Takahagi Scoutfield (「大和の森」高萩スカウトフィールド "Yamato no Mori" Takahagi Sukautofierudo, "Yamato no Mori" Takahagi Scoutfield) is an educational camp facility owned and managed by the Scout Association of Japan, located in Takahagi, Ibaraki, near the Pacific coast. Takahagi Scoutfield replaced Yamanaka Scout Camp at the end of August 2017 for training Scout leaders. The 350–515 m altitude campsite is surrounded by forests on about 2.7 km2 about 13 km from JR Takahagi Station.

==Background==
In 2012, the Scout Association of Japan received a donation of vast forests of approximately 2.7 square kilometers in Takahagi, Ibaraki Prefecture, from Daiwa House.

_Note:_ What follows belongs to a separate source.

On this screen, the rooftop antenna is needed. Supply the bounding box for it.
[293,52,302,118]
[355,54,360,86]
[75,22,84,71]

Permanent facilities include an Administrative Building with accommodations for 44 people, dining room/kitchen, meeting room, training room; an outdoor auditorium of 200 m² that seats about 100 people; a tent campsite with accommodations for about 800 people and about 50 campfire places available; a communal plaza (Hiroba 広場), and an outdoor arena stage.

Yamanaka Scout Camp was superseded in August 2017 by Takahagi Scoutfield, after the closure of Yamanaka Scout Camp. It is open to local schools, youth groups, and educational organizations within Ibaraki Prefecture.